The problem is much the same as that of the " realistic" playwright— how to make his dialogue sound Like easy conversation, while it is of necessity " literary " compared with the ungrammatical asyntax of ordinary talk. The speech of the broadcaster must suggest, not the platform or the stage, but the study ; yet no one but the most devastating bore would talk in the study for twenty minutes without a word from anyone else. Yet the broadcaster must somehow commit that social crime without being detected. Like stage dialogue it is a matter of convention and of art, and Dr. Hill's prescription would cer- tainly not suit everybody.

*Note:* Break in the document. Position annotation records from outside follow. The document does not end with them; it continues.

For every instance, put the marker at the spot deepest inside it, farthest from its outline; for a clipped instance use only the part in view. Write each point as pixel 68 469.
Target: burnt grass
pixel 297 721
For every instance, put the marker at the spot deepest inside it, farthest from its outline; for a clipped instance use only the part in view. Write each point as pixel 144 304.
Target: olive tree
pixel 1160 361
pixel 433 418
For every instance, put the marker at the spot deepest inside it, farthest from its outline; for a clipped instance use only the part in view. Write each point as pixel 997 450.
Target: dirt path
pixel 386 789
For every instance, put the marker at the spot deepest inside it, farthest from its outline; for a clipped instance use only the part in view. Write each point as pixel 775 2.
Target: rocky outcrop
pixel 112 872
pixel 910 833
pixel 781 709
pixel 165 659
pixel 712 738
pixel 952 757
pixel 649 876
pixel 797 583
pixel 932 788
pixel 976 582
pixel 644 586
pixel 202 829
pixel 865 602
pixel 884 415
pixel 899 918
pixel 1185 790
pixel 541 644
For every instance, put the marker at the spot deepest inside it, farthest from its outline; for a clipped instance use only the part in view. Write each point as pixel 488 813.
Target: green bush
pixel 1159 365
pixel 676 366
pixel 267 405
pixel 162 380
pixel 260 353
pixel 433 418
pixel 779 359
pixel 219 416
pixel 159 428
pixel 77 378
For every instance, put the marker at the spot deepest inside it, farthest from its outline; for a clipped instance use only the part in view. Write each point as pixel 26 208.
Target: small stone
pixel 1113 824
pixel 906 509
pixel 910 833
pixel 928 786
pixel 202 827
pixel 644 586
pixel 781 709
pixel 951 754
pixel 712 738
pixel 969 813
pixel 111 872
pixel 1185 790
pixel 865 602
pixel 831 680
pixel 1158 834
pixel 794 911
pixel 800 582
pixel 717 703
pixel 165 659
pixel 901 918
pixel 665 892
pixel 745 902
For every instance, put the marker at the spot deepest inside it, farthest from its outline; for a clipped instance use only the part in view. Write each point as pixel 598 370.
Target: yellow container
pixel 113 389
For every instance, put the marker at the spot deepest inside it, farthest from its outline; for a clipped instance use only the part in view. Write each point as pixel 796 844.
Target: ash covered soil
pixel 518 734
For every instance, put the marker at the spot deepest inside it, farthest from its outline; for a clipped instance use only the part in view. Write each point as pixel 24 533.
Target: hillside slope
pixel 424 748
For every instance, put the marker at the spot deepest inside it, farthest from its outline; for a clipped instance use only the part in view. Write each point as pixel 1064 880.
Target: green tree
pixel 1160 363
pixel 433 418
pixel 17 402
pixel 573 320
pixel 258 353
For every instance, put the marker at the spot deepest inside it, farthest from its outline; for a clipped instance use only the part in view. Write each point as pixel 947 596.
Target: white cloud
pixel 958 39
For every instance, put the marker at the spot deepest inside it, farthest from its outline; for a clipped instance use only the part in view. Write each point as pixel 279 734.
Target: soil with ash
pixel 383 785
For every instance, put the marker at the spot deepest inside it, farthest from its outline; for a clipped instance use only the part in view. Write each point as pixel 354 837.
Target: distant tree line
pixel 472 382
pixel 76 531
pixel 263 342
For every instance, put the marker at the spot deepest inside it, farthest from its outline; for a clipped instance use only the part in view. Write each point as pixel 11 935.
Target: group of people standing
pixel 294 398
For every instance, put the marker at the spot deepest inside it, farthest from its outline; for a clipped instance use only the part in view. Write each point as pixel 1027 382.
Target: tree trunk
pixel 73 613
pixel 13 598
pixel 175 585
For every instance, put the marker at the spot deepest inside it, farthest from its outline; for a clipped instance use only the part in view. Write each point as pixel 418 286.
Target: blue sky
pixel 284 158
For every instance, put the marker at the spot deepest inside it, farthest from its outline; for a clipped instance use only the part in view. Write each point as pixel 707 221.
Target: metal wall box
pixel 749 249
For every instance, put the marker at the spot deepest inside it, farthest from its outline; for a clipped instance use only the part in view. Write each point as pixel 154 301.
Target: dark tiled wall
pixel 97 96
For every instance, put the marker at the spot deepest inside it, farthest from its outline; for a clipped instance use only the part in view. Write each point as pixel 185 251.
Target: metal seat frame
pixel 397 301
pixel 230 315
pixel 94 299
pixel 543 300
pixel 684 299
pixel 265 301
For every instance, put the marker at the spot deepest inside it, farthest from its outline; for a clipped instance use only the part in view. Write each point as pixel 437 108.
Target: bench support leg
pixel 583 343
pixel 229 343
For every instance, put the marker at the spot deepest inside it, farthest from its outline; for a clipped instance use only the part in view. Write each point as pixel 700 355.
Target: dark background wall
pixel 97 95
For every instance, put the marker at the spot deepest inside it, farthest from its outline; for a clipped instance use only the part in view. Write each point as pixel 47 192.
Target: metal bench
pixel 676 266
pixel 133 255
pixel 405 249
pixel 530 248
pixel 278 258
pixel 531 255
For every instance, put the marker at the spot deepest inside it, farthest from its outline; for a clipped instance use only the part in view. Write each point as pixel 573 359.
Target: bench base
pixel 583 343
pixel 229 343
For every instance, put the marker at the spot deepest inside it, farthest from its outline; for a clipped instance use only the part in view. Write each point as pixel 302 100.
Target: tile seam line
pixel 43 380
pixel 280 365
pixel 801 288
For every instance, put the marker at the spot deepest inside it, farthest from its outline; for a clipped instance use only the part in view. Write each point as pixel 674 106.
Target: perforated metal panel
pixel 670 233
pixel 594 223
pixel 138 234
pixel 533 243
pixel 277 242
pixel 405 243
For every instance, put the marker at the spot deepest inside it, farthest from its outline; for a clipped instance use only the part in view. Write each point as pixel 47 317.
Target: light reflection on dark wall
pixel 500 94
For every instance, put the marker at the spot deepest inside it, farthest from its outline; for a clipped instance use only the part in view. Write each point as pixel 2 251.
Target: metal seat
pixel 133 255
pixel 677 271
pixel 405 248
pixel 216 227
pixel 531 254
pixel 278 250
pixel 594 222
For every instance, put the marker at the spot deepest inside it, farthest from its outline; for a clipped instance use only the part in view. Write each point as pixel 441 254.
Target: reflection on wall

The art of the broadcast is to strike the balance between the spoken and the written word, and, without any calculated tricks of delivery, to feel that you are talking to your friends in the study, who are listening (for twenty minutes) in silence and not yet asleep. For most of us that is a long stretch of the 'imagination !
At the end of his article Dr. Hill says that he always tries to be his own natural self. He must have two natural selves. The Radio Doctor is a genial counsellor with sympathy for the failings as well as the ailments of human beings. The sneering drawl of the Conservative Liberal (new preposterous oxymoron) seemed to me the nastiest thing on the air since those drawling sneers at Mr. P. G. Wodehouse by someone who vainly tried to imitate Quentin Reynolds' address to Mr. Schickelgriiber. If I hadn't, like other voters, already made my decision, Dr. Hill would have driven me to the verge of Communism, which only goes to show that in the art of broadcasting you never can tell, for Janus gave him a clear
alpha.—Yours truly, W. HAMILTON FYFE. 10 St. German's Place, Blackheath, S.E.3.